Wednesday, January 02, 2008

Hey Iowa! We don't care what you think!

Why should you set the pace for national campaigns? Are your 3,000,000 residents representative of the whole rest of the country? That's a tough one, I know, so let me help you with the answer: NO.

Only 3,000,000 residents? Mostly white and still fairly bigoted? And you set the pace for the rest of us? Chicago alone, the third-largest city in the U.S., has a population equal to all of Iowa. The population of the U.S. is now 300,000,000. What percentage of the whole country do Iowans represent?

1%

So why did you move the date for the caucus up from 19 January in 2004 to 3 January in 2008, when around 20 states scheduled their primaries for 5 February? So you could retain your role as the pace car? Did you ask us if we wanted you to be the pace car? Why didn't it occur to you to join the other states on the new Super-Duper Tuesday in February? Because you like the limelight and don't want to give it up? You really make important decisions based on what's good for the country. You are to be commended.

What I expressed hope for in my 1 July 2005 post about the primary system was that all primaries would take place on a single day so that earlier small-state primaries would have no influence on later large-state primaries. Well at least the primary for my state, California, has been moved up from 2 March to 5 February. It's better than nothing, but it still allows Iowa and New Hampshire to have inappropriate influence on each candidate's momentum.

Maybe it's the media's fault. Maybe the media should just ignore the Iowa caucus so that trailing candidates would stay in the race longer and let the more representative larger states have a say in who is eventually nominated. The Iowa caucus is about as nationally significant as the election of the senior-class president at a rural high school.

2 comments:

Anonymous said...

I have to admit I used to agree with your opinion in regards to Iowa's relevance, but they did a pretty good job yesterday don't you think? In retrospect the residents of this state spend considerable personal time learning about the candidates, and devoted a couple of hours of their time in the caucuses. More time, and in a larger percentage per capita than most Americans turnout for national elections. The results were uplifting for all the reasons that you believe Iowa isn't relevant. If Iowa is ready for change, than perhaps middle America is too. OBAMA '08.

Jonathan Versen said...

Iowa: 92 percent white;
New Hampshire:96 percent white.

I don't think it's so much Iowa and New Hampshire who are responsible so much as (ahem...cough, cough)powerful institutional forces that could interfere and take these early-bird primaries away from IA and NH, but have thus far chosen not to.

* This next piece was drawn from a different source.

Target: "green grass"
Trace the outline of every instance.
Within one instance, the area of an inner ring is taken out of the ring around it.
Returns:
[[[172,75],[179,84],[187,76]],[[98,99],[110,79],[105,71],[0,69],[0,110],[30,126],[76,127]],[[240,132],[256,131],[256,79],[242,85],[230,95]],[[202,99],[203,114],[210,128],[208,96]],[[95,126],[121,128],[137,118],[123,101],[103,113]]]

Or to put it another way: if corporations run America, why are they choosing to sacrifice the advertising windfall that big media would enjoy if California and New York State were 1st up, with their saturation of TV and radio stations and super-expensive airtime?

It already costs a sh**load to advertise in LA-- can you imagine how much more expensive airtime would be for political ads if California had the first primary?

But the presumptive powers that be pass up this payday. Hmmm.

California couldn't supply the pleasing mask of folksy intimacy whereby the candidates could go through endless photo-ops meeting real people in cozy down-home settings in little New England towns of a few hundred or so. (well, they probably could, but their ignoring the big cities to do so would kinda call attention to itself.)

Iowa and New Hampshire: if they didn't exist, Hollywood would have to invent them, so that we believe that democracy works.

Anyway, hi-- I hope you had a nice holiday.